В глубине души он надеялся, что Тео заговорит об этом, затронет больную тему, коснется чего-то личного… Сатин обрадовался, когда парень поднял эту тему, пускай, она и причиняла боль, но это означало, что китаец всё еще беспокоится о нем, сожалеет о содеянном или, наоборот – о том, что оставалось не сделанным. Сатин любил, когда разговор заходил о его проблемах, когда лезли ему в душу, вытаскивая на свет всё самое «непоправимое», «наболевшее», «сокровенное»… он любил, когда копались в его личной жизни, потому что, всё это означало для него то, что он еще потребен для общества, пускай, это и были грязные слухи или сплетни, но они значили для него гораздо больше; в тот момент он был нужен кому-то, его жизнью интересовались, о нем не забывали, и создавалась слабая иллюзия того, что он не одинок. И это служило ему утешением.
Позже Сатин заявил безапелляционным тоном:
– Я проживаю в съемных апартаментах недалеко отсюда. Продолжим у меня.
Ощущая, как жидкость стекает по стенкам горла и слегка першит во рту, Сатин почувствовал небольшое облегчение. Неужели выпивка способна вытащить наружу то, что запрятано, пожалуй, слишком глубоко, настолько глубоко, что он сам этого не замечает? Разговаривать стало проще, спиртное ударило в голову, и к лицу прилила кровь. Он вытер губы, чтобы они не блестели.
– Если недалеко… а то я могу и не дойти, – зажмурил окосевшие глаза Тео.
Оказавшись в своем номере, Сатин вздохнул с облегчением и повернул замок.
– Ты здесь живешь? – Тео снял шлепки и прошелся по мягкому турецкому ковру. – Оригинальный дизайн, что-то есть от Марокко и Китая. Даже не знаю, что сказать… с одной стороны, очень аккуратно, в таком месте хочется остановиться, но с другой – ты внёс толику себя самого, – заплетающимся языком выдал китаец. – И этот номер приобрел сходство с помойкой, такой классической, в стиле звезд Голливуда.
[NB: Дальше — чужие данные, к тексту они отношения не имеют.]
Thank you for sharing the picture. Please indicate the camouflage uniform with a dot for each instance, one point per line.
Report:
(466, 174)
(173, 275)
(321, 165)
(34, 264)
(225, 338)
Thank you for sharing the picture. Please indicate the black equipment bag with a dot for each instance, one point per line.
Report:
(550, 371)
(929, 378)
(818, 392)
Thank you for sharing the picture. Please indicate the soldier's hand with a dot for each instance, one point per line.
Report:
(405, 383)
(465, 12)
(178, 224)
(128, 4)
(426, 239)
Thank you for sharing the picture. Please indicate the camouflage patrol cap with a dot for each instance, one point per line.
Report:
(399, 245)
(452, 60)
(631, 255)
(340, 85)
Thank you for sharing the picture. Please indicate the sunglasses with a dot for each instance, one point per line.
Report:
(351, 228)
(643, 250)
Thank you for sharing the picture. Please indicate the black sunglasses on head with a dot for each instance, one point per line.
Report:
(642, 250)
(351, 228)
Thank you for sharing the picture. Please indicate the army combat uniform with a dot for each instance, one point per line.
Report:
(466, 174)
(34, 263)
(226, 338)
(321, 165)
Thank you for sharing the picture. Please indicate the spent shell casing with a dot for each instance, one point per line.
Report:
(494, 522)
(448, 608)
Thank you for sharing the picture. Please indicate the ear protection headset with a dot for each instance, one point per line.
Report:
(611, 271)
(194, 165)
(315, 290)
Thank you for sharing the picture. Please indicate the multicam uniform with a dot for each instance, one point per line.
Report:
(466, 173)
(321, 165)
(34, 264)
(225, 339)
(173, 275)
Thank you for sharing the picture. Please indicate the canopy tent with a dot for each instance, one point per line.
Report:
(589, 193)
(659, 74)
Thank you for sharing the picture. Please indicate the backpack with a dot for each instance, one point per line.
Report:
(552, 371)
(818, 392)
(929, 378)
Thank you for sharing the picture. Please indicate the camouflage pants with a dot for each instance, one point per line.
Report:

Сатин расчистил стол и поднял с пола ведро со льдом, в котором остывало три бутылки. Зачем он привел сюда Тео? Он вроде бы хотел дать парню немного времени, в итоге привел в свой номер… Почесал бровь и потянулся за шейкером:
– Я сам всё сделаю. Ты располагайся.
– А я живу в чужом доме, – вставил парень, когда Сатин прервался, чтобы высыпать расколотый лед на поддон.
Протянул провод к розетке.
– В чужом? – протер ладонью со стола ледяную лужу.
– Ну да. Один мой приятель с работы предложил переехать к нему, – Тео закурил, облокачиваясь локтем о стол и придвигаясь поближе к ведру со льдом.